Imagine a fresh roll of photography film; yes, we are going old school here. The nervous system sets the lens speed for the photograph. Traumatic experiences require a particular setting, which captures it differently.  The lens freezes a particular moment, zooms in, and  captures the affective and somatic aspects of experience, and snaps the photo. Like ordinary photos, that moment is isolated from the continuous whole experience. 

In ordinary memories, the brain functions involved are associated with language and other abstract capacities. Traumatic events inhibit those functions in order to be able to use  areas of the brain reserved for managing core survival needs. Therefore, the sense of time, as well as the ability to create your own “story”, to interpret and to make meaning from it, is offline. The brain functions connected with somatic and emotional experiences store those experiences in a manner that is immediate, I.e., not affected by time, or space, or symbolic functions associated with interpretation or meaning.  The effect of this on the subject of this experience completely identifies with the snapshot taken of that moment in time, as a true reflection of “me” and “mine”, without being impacted by perspective or context. 

The manner in which these images are captured determine how they are stored and later retrieved. Unlike ordinary experiences, the memories aren’t processed once and for all. That would make them be as vulnerable to erosion as ordinary memories. Instead, they remain a negative on the subconscious.  Somatic sensations,  including emotions and affects, are retrieved as they occur:  in the flesh. Rather than “looking at a photo”, that seems separate from you in time. the memory is re-experienced in your very body. Its the only way to reencounter somatic experience: on an immediate level. It’s not abstracted. The imprint remains there like a negative. You can move on, even forget about it, and there it stays like a ghost. 

When conditions (aka triggers) in the here and now resonate with the feelings or sensations stored in that negative, the original experience is “released”, like a hologram.  The 3D experience of the negative gets superimposed upon current reality.  What’s most effected is the sense of self of the subject.

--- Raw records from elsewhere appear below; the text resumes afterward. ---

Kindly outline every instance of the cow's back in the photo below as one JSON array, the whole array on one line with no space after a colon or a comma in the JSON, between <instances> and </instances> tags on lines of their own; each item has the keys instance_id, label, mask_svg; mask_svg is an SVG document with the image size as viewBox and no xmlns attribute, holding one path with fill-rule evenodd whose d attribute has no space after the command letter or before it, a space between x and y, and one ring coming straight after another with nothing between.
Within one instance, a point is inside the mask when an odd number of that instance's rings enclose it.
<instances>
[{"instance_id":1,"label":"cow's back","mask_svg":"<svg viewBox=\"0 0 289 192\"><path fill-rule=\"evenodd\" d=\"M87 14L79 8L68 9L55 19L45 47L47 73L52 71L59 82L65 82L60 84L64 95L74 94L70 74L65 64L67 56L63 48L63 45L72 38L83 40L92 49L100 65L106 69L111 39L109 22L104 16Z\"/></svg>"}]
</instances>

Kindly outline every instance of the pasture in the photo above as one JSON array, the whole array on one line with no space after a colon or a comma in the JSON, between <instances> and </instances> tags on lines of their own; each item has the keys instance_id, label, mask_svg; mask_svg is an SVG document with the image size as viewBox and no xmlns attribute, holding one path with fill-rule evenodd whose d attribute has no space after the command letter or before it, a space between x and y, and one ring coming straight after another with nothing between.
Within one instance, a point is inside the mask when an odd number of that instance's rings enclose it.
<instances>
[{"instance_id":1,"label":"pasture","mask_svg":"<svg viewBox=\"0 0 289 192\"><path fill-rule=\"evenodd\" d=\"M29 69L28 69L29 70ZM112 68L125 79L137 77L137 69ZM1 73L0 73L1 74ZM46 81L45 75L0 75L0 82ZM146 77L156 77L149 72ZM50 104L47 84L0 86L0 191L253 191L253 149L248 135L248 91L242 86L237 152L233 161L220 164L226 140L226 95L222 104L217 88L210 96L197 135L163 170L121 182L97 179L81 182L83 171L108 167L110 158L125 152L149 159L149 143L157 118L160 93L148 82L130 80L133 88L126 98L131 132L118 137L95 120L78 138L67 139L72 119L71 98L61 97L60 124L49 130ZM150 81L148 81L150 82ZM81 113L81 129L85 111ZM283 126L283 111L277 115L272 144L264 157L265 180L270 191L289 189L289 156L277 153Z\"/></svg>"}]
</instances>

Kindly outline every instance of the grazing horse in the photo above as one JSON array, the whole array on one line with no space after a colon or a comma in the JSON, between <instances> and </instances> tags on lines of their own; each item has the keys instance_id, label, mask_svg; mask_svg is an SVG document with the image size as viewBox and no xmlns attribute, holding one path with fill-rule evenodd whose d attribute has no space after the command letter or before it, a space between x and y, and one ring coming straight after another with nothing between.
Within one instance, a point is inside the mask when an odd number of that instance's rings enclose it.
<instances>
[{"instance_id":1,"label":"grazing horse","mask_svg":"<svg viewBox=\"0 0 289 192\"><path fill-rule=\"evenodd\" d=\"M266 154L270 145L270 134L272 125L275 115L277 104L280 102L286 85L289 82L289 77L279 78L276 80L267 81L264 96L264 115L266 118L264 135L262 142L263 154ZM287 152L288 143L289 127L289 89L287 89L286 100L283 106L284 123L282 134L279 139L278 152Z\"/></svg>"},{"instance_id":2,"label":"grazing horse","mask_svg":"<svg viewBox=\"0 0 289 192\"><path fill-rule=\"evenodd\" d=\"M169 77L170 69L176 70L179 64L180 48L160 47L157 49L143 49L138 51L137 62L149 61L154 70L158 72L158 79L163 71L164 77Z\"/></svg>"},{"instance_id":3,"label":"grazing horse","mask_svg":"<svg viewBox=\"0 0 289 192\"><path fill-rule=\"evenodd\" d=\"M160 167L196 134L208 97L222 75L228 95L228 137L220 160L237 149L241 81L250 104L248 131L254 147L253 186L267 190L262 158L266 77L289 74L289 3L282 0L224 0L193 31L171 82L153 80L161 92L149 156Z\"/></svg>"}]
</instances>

If you felt small, helpless, vulnerable or if you felt angry, rageful, even, or if you felt shame, humiliated, then angry but unsafe too, so you dare only to turn it against yourself. All these experiences are captured in a separate negative, like a glint of stars in the lights, and when the negative is released in the moment, you step into these experiences, as if you put on a  pair of glasses in which you can only see through those eyes, those old prisms that you now interpret reality through. 

If you live with a particular set of glasses on for a while, you may forget what it used to look like. Sometimes that looks like chronic depression. Other times, long term body image issues. Other times, its acting out behaviors, like binge eating, drinking, using drugs, cutting. Other times, it can be a dissociative response, leading to a sense of depersonalization, like who you see in the reflection isn’t you. You may be unable to relate to parts of your life, to feel certain things, or to feel numb, or shame and disgust may intrude on particular experiences. 


After a while, it may feel like the only escape from this one dimensional hell is to kill yourself. The person who wants to die feels that death is less painful than living. Living is painful. There’s loss and pain, physical, emotional, psychological. However, the defining characteristic is that life is a constant state of flux. Its a process of change. Nothing lasts forever, even what we most want to hold onto. When a state of being seems to last forever, something has gone wrong in how you relate to experience. That is not living. It is not natural. So give yourself an opportunity and seek services from a qualified person, someone who has had experience working with experiences similar to yours. Keep searching for the right person to help you through the stuck experiences you have living within you. The past is not past yet. It needs to become past, in order for you to have different and new experiences.